Where State Law Meets Federal Law
The federal E-SIGN Act establishes broad rules for electronic records and signatures in commerce. Arizona's Revised Uniform Fiduciary Access to Digital Assets Act covers more specific ground: what happens to digital accounts when someone dies or becomes incapacitated. This statute clarifies how the two laws interact.
This chapter modifies, limits and supersedes the electronic signatures in global and national commerce act, 15 United States Code sections 7001 through 7031, but does not modify, limit or supersede 15 United States Code section 7001(c) or authorize electronic delivery of any of the notices described in 15 United States Code section 7003(b).
A.R.S. § 14-13118In plain terms, Arizona's digital asset law takes priority over the general federal e-commerce statute when the two overlap. If a question involves fiduciary access to digital accounts, Arizona's chapter controls. But the statute preserves two important federal protections: the consumer consent provisions under 15 U.S.C. 7001(c) and the notice requirements for specific types of documents under 15 U.S.C. 7003(b), such as court orders and foreclosure notices.

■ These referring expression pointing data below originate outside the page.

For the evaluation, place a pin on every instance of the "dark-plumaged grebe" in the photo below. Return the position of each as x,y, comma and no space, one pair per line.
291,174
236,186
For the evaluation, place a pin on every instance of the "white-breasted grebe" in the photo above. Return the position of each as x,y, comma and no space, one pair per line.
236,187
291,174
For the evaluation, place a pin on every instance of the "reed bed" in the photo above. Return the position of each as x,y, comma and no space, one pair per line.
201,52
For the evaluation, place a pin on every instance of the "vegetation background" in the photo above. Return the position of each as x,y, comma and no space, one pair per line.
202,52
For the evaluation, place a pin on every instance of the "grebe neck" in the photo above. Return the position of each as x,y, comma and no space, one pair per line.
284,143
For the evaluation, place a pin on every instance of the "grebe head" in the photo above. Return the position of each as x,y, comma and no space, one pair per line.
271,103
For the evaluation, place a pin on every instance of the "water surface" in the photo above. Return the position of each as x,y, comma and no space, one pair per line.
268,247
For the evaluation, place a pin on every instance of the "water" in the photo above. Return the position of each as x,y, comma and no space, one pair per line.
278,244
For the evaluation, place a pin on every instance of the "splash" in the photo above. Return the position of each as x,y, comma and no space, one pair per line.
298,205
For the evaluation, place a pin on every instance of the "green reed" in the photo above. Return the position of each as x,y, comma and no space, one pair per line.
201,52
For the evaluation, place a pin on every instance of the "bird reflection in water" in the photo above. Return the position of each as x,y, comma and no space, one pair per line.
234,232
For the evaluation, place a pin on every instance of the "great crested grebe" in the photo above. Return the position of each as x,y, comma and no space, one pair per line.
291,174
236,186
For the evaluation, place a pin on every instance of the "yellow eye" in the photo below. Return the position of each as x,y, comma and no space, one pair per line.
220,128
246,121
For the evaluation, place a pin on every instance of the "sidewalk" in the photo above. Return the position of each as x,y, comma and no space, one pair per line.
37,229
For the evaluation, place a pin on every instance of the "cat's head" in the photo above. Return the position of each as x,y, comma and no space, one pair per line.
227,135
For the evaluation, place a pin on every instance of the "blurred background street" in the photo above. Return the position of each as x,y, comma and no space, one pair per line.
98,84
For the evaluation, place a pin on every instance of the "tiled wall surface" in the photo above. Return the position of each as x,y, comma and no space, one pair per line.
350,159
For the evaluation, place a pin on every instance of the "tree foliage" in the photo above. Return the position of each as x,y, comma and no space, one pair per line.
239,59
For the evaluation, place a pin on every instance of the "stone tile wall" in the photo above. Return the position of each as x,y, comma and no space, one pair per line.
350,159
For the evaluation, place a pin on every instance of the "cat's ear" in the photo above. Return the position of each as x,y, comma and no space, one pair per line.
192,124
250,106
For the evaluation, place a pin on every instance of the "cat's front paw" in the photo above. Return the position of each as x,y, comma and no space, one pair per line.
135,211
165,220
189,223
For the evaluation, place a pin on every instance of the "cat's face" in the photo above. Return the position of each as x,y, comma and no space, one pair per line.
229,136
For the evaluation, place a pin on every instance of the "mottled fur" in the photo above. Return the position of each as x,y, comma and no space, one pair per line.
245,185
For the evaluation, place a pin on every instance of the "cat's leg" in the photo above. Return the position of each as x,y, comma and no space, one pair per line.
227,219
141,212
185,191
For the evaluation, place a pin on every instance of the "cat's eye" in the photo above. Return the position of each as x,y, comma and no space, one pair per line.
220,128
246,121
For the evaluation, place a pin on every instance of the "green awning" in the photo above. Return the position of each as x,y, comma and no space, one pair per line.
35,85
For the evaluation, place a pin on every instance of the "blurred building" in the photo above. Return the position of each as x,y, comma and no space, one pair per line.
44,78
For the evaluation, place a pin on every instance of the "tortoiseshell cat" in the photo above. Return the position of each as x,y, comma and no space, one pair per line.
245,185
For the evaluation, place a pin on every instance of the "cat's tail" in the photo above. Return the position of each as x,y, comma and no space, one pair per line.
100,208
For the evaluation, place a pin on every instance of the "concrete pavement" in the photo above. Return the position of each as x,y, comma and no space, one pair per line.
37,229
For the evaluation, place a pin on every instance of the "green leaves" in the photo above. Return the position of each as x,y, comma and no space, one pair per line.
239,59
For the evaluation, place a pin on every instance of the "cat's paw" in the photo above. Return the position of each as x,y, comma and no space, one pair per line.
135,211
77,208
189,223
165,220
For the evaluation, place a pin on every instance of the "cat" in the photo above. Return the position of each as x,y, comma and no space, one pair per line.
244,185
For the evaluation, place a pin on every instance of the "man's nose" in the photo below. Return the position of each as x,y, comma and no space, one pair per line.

What This Means in Practice
For most families managing a digital estate, this provision works quietly in the background. It prevents a custodian from arguing that federal e-commerce law overrides Arizona's fiduciary access rules. At the same time, it keeps essential consumer protections in place. The result is a clean division: Arizona law governs fiduciary access to digital assets, and federal law continues to govern the broader world of electronic signatures and commerce. Families and fiduciaries can rely on the state framework without worrying that a federal statute might undercut it.